Könntest du ein paar Bilder einstellen, damit wir uns ein Bild von deinem Teich machen können? Woran siehst du, dass die Folie kaputt ist und wieviel Wasserverlust hast du so pro Tag?


----------



## Knuelle (27. März 2007)

*AW: Hallo ich bin neu*

Hallo, das ging ja schnell 
wieviel Wasserverlust ist weiß ich nicht, das die Folie kaputt ist hat der Vorbesitzer schon erzählt, aber da wir ihn ja zu machen wollten war uns das egal. Es ist nicht richtig viel Wasser das verschwindet denke ich mal aber in den 2 1/2 Monaten die wir hier wohnen sieht man ca 5-10 cm mehr folie am Rand, allerdings auch nur vorne beim seichten Wasser.
Hier ein paar Fotos...





 




 




 


so, ich hoffe man kann was erkennen und es sind nicht zu viele Fotos.
LG...


----------



## Knuelle (29. März 2007)

*AW: Hallo ich bin neu*

 
bin ich hier falsch mit meinen Fotos oder ist mein Teich so hoffnungslos das ihr gar nicht drauf antworten wollt


----------



## sigfra (29. März 2007)

*AW: Hallo ich bin neu*

Hallo Knuelle...

... das ist aber nicht dein richtiger Name... oder etwa doch ....:? 

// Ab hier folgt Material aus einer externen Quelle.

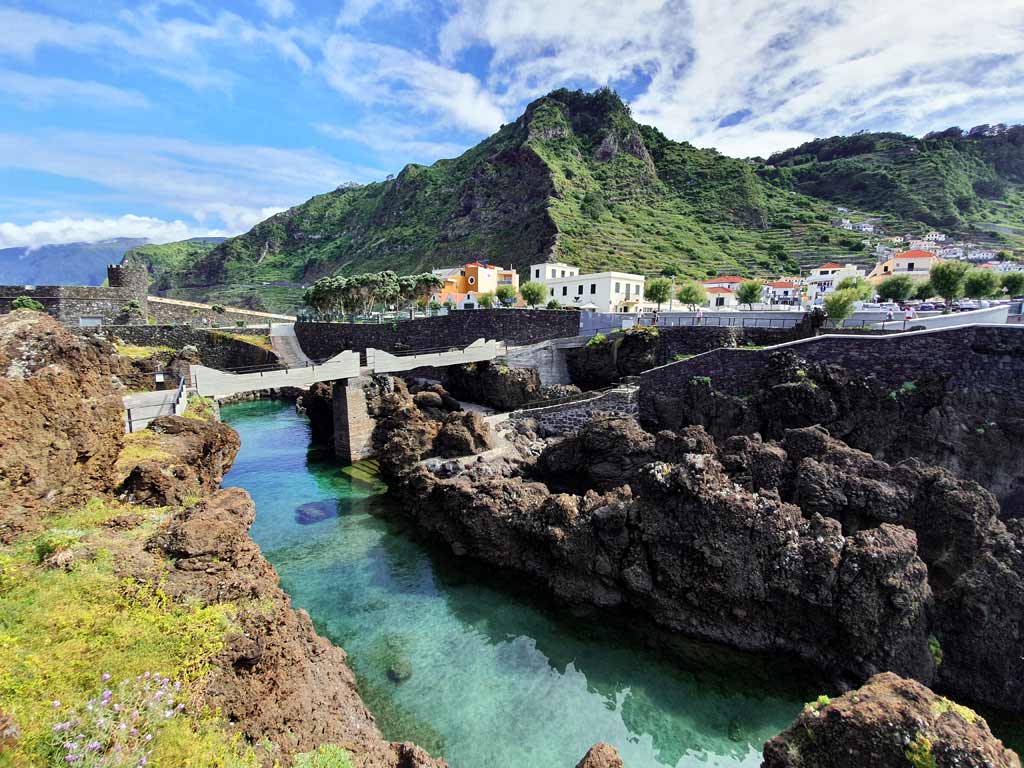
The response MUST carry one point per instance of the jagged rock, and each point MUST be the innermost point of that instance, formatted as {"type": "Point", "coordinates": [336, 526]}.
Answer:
{"type": "Point", "coordinates": [190, 459]}
{"type": "Point", "coordinates": [498, 386]}
{"type": "Point", "coordinates": [61, 420]}
{"type": "Point", "coordinates": [888, 723]}
{"type": "Point", "coordinates": [601, 756]}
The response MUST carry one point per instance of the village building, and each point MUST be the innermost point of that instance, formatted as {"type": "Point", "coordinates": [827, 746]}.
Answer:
{"type": "Point", "coordinates": [600, 292]}
{"type": "Point", "coordinates": [823, 280]}
{"type": "Point", "coordinates": [914, 264]}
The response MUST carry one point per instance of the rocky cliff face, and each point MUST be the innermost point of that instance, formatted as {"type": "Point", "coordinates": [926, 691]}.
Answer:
{"type": "Point", "coordinates": [60, 417]}
{"type": "Point", "coordinates": [276, 681]}
{"type": "Point", "coordinates": [801, 546]}
{"type": "Point", "coordinates": [888, 723]}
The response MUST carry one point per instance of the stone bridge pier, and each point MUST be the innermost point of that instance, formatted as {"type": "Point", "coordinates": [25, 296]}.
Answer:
{"type": "Point", "coordinates": [353, 427]}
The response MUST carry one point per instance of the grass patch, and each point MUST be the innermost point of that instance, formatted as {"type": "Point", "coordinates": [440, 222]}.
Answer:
{"type": "Point", "coordinates": [61, 628]}
{"type": "Point", "coordinates": [131, 351]}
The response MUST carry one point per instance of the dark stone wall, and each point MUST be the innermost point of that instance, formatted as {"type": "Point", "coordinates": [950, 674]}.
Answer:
{"type": "Point", "coordinates": [215, 349]}
{"type": "Point", "coordinates": [167, 312]}
{"type": "Point", "coordinates": [976, 356]}
{"type": "Point", "coordinates": [70, 303]}
{"type": "Point", "coordinates": [695, 340]}
{"type": "Point", "coordinates": [459, 328]}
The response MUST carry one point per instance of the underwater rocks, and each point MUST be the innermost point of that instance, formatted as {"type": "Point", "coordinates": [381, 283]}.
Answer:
{"type": "Point", "coordinates": [310, 512]}
{"type": "Point", "coordinates": [601, 756]}
{"type": "Point", "coordinates": [800, 546]}
{"type": "Point", "coordinates": [888, 723]}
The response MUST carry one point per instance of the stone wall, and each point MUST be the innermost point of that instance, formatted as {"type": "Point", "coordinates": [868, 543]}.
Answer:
{"type": "Point", "coordinates": [989, 356]}
{"type": "Point", "coordinates": [458, 328]}
{"type": "Point", "coordinates": [674, 341]}
{"type": "Point", "coordinates": [215, 349]}
{"type": "Point", "coordinates": [167, 311]}
{"type": "Point", "coordinates": [566, 418]}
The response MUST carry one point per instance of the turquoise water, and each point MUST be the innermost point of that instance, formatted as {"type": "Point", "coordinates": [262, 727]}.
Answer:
{"type": "Point", "coordinates": [497, 680]}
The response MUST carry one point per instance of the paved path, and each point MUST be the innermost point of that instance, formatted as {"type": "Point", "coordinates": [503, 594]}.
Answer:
{"type": "Point", "coordinates": [286, 345]}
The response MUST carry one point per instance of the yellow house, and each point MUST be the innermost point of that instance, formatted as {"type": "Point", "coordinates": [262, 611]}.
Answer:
{"type": "Point", "coordinates": [914, 264]}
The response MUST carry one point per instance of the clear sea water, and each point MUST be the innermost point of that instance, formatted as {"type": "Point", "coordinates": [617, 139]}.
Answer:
{"type": "Point", "coordinates": [498, 680]}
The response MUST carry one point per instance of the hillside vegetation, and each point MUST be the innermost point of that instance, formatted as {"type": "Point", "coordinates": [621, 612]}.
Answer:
{"type": "Point", "coordinates": [576, 178]}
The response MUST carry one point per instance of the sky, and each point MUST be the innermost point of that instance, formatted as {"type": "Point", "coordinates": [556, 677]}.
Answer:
{"type": "Point", "coordinates": [182, 118]}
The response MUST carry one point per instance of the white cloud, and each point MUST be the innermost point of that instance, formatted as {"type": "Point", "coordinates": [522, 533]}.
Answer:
{"type": "Point", "coordinates": [392, 138]}
{"type": "Point", "coordinates": [91, 229]}
{"type": "Point", "coordinates": [207, 181]}
{"type": "Point", "coordinates": [40, 92]}
{"type": "Point", "coordinates": [278, 8]}
{"type": "Point", "coordinates": [384, 76]}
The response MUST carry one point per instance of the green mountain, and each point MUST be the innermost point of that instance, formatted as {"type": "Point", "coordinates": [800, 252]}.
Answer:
{"type": "Point", "coordinates": [576, 178]}
{"type": "Point", "coordinates": [947, 178]}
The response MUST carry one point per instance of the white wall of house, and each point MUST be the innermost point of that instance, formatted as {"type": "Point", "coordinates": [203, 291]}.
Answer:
{"type": "Point", "coordinates": [609, 292]}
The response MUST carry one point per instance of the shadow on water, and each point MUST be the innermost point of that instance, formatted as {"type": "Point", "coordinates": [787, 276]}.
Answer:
{"type": "Point", "coordinates": [475, 668]}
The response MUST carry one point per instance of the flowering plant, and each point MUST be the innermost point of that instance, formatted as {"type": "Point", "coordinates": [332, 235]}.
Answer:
{"type": "Point", "coordinates": [117, 727]}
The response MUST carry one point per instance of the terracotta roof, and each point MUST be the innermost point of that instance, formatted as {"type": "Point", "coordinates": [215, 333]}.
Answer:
{"type": "Point", "coordinates": [914, 255]}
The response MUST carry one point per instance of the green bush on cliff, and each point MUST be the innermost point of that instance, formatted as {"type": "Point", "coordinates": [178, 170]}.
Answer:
{"type": "Point", "coordinates": [61, 627]}
{"type": "Point", "coordinates": [325, 756]}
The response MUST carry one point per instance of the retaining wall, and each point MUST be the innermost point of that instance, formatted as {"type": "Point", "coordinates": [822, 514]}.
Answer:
{"type": "Point", "coordinates": [989, 356]}
{"type": "Point", "coordinates": [566, 418]}
{"type": "Point", "coordinates": [215, 349]}
{"type": "Point", "coordinates": [458, 328]}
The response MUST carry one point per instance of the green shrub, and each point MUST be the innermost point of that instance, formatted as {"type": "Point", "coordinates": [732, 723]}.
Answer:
{"type": "Point", "coordinates": [325, 756]}
{"type": "Point", "coordinates": [26, 302]}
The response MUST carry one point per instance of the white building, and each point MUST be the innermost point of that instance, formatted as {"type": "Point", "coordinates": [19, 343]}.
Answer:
{"type": "Point", "coordinates": [823, 280]}
{"type": "Point", "coordinates": [606, 292]}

... Wasserverlust wirst du bei einem Teich immer haben...  und in einem heißen Sommer kann das u. U. sehr viel sein... bei meinem Teich ( 60000 Liter)
kann ich manchmal gut und gern pro Woche 1500 bis 2000 Liter nachfüllen... 
 und mein Teich ( Hochteich ) ist wirklich dicht...  
also denk ich mal, das es durchaus sein, kann, daß das vermutliche Loch doch nur der ganz normale Wasserverlust ( Verdunstung ) ist...
... aber es werden dir sicherlich noch unsere Experten mehr dazu schreiben...


----------



## sigfra (29. März 2007)

*AW: Hallo ich bin neu*

Hallo Knuelle...

ich bins nochmal... ich wollte eigentlich nur noch sagen, das euer Teich wirklich zu schade zum zuschütten ist.... überlegt es euch .. wenn ihr ihn behaltet, werdet ihr mit Sicherheit noch recht viel Freude daran haben, auch wenn ein Teich immer irgendwie " Arbeit " macht...


----------



## sigfra (29. März 2007)

*AW: Hallo ich bin neu*

Hallo...  ANJA...

nochmal ich... man sollte doch richtig lesen... dann hätte ich deinen Namen gleich gelesen...

sorry...


----------



## katja (29. März 2007)

*AW: Hallo ich bin neu*

hallo anja!
auch von mir willkommen im forum! hier sind echt alle total nett und haben ahnung  

also wenn dein teich meiner wäre würde ich mich "von" schreiben!! der ist doch klasse! ich denke auch, dass es lohnt ihn wiederherzustellen!!!


----------



## ferryboxen (29. März 2007)

*AW: Hallo ich bin neu*

hallo anja

auch von mir ein willkommen im forum.

hier werden sie immer geholfen.

wenn dein teich erst einmal etwas hergerichtet ist wirst du ihn LIEBEN

bei all deinen fragen .....immer her damit.

gruss lothar


----------



## Kurt (29. März 2007)

*AW: Hallo ich bin neu*

Servus Anja,
was immer Du machst, mach es nicht überstürzt, die Natur macht das ja auch nicht - beobachte die Vorgänge erst über einen längeren Zeitraum.
Bitte Regenerierungen nur teilweise vornehmen - 1/3 im ersten Jahr usw.  Der Teich dankt es Dir.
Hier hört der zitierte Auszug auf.